Project Summary: Patients with chronic obstructive pulmonary disease (COPD)/pulmonary emphysema often develop locomotor muscle dysfunction, which is associated with worse clinical outcomes including higher mortality. Retention of CO2 in the blood, or hypercapnia, is also frequent in these patients and similarly associated with higher mortality. The mechanisms that regulate these processes are currently unknown, and the available treatments have no effects on survival in this setting. Therefore, understanding the mechanisms controlling CO2- retaining COPD-driven muscle dysfunction could help develop strategies to prevent and reverse that, with potentially survival and quality of life benefits for these patients.

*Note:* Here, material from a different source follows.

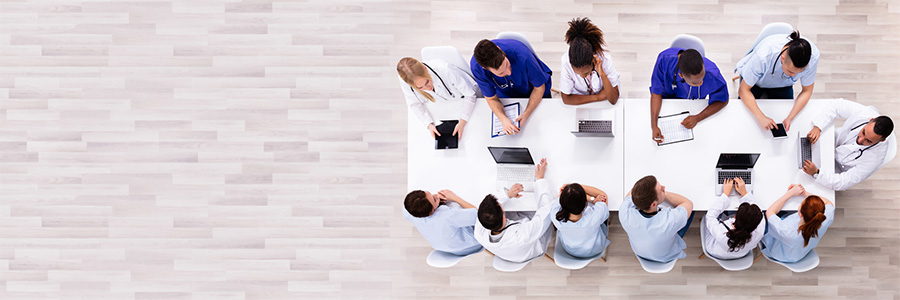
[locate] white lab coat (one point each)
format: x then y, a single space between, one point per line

Muscle dysfunction in COPD is associated with abnormal protein turnover and metabolism. The present application proposes to investigate the contribution of dysregulated cellular metabolism to the pathophysiology of CO2-retaining COPD. The hypothesis that supports this application is that succinate dehydrogenase (SDH)/complex-II subunit-C downregulation represents a fundamental event in COPD-driven skeletal muscle dysfunction, causing reduced ATP-generation and higher fatigability; and that hypercapnia attenuates this process via LKB1-AMPK-driven mitochondrial biogenesis. To investigate that hypothesis, the first aim is dedicated to studying the role of SDHC downregulation in COPD myopathy using an animal model of COPD-driven skeletal muscle dysfunction we recently published. Genetic restitution of SDHC will allow gain-of-function to address the mechanisms leading to metabolic dysfunction in COPD muscles. The second aim of the proposal will investigate the specific mechanisms that regulate CO2- driven dysfunctional metabolism. As LKB1/AMPK controls CO2 sensing and protein turnover in skeletal muscle, hypercapnia’s effect on metabolism will be investigated with LKB1 knockout cells and animals exposed to elevated CO2. We will then blend COPD and CO2 on a single model and perform loss of function with a double transgenic animal. This research represents a substantive departure from the status quo by focusing on the contribution of metabolism to the long-term effects of COPD-driven muscle dysfunction, and specifically by identifying SDHC and AMPK as major players COPD muscle respiration and function.